Most business partners in California know the importance of establishing a partnership agreement early on in their venture. However important a written agreement is, it will not always prevent disputes from erupting between partners.
These disputes do not always have to lead to time-consuming and expensive litigation. Here are some tips to avoid partnership disputes or prevent them from escalating.
Ensure the partnership agreement is detailed
A partnership agreement should include specific details about operating the business, including:
- The role and responsibilities of each partner
- The amount of control each partner has
- How the partners will approach decisions
- How to handle financial matters
Addressing these details helps business owners understand what the other partners expect from them. And reaching that understanding is one step to avoiding a dispute.
Make a plan for resolving disputes
This plan should be a part of the partnership agreement, but it is important enough to highlight on its own. Business partners can outline a fair procedure that covers the details for how partners should discuss disputes.
Avoid negative language
Business partners are often friends. However, they cannot always treat their partnership like they treat their friendship.

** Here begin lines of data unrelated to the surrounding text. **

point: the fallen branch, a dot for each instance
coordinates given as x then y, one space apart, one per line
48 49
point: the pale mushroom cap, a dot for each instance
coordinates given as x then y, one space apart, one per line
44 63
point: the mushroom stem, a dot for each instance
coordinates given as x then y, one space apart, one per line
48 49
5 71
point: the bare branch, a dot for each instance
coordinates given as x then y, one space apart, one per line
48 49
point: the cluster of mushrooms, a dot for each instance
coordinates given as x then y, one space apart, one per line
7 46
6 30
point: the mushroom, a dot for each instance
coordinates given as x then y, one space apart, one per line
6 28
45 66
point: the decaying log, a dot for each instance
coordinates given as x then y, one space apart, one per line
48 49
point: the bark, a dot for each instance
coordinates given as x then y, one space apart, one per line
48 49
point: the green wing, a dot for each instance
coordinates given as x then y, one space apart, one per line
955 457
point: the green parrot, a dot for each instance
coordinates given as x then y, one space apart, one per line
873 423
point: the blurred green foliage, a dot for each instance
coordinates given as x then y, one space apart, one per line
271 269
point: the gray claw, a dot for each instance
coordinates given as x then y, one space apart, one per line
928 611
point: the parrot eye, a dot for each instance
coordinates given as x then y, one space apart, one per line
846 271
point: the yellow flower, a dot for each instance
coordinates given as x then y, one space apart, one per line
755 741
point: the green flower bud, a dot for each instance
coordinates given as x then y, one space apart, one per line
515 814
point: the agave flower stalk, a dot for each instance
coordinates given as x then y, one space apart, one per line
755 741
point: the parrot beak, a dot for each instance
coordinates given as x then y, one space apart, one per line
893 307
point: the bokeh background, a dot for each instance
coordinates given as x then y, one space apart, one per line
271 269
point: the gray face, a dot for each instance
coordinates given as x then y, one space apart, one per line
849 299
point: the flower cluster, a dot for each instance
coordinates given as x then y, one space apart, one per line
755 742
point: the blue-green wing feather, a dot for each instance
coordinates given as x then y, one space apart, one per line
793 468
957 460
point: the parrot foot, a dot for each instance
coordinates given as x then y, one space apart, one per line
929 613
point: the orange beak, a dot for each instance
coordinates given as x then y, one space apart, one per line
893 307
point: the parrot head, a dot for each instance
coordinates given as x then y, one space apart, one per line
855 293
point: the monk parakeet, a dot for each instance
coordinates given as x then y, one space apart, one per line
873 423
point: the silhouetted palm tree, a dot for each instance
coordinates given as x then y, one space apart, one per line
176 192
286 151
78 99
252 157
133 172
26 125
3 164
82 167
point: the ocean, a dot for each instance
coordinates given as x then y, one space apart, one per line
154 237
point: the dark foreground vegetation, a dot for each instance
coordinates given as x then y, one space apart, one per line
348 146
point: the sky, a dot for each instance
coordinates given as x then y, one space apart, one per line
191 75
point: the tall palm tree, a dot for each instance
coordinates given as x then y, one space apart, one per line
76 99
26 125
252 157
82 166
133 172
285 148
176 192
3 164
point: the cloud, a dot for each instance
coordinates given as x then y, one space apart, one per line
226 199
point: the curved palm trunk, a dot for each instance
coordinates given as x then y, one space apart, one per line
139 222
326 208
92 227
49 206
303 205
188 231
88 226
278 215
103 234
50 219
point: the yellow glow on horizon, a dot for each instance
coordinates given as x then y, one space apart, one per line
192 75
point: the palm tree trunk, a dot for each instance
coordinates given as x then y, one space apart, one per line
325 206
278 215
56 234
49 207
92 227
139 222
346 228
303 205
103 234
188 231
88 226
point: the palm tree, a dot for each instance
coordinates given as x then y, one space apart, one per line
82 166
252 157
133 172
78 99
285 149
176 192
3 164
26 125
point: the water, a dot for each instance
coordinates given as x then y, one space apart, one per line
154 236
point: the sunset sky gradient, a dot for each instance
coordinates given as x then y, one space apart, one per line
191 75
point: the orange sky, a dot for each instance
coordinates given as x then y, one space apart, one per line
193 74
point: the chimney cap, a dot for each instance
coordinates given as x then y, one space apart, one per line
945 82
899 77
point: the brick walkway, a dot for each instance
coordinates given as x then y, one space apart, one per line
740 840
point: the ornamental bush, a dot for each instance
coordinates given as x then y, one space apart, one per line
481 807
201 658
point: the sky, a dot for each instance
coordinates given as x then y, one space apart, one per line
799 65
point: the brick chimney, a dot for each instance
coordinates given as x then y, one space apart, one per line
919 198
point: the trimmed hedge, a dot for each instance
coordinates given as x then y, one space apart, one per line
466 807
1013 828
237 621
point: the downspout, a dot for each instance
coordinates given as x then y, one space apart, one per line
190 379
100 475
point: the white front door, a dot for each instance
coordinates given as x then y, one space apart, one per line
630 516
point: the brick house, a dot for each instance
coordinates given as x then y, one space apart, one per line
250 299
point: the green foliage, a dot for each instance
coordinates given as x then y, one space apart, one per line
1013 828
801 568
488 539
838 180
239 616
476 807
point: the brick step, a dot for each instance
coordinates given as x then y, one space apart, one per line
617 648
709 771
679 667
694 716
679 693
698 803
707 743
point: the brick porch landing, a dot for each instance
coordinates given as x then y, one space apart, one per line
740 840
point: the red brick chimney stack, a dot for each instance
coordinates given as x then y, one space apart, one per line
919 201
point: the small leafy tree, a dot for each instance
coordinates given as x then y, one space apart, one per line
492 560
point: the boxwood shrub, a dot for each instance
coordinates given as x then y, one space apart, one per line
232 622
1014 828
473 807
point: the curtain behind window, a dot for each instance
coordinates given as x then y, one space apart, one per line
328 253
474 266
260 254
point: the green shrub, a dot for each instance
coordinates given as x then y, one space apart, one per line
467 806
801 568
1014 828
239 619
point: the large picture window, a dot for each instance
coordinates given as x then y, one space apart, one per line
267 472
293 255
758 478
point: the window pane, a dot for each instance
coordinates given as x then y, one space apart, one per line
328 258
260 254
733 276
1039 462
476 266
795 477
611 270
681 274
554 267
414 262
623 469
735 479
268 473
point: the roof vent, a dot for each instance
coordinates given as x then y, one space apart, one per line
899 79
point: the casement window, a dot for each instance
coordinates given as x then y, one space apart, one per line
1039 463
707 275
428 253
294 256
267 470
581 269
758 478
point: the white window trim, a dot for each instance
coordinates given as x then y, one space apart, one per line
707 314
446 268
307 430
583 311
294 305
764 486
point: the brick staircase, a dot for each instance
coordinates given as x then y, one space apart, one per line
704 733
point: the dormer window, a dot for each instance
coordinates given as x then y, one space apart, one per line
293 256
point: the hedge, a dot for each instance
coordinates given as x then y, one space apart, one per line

Forbes published an article on resolving conflicts in business and relationships. And one of the fundamental points is to keep the situation civil when discussing disputes. Focusing on the dispute alone, and not each partner’s personal feelings about the situation, can help them avoid a much larger dispute in the long run.
Remember that disputes are not always about winning or losing
The business itself often revolves around the mentality of success or failure. However, it may be helpful to approach a partnership disagreement with a different perspective.
Business partners have a common ground: the company. And prioritizing the business’ best interests can help business partners reach a fair solution, instead of taking matters to court.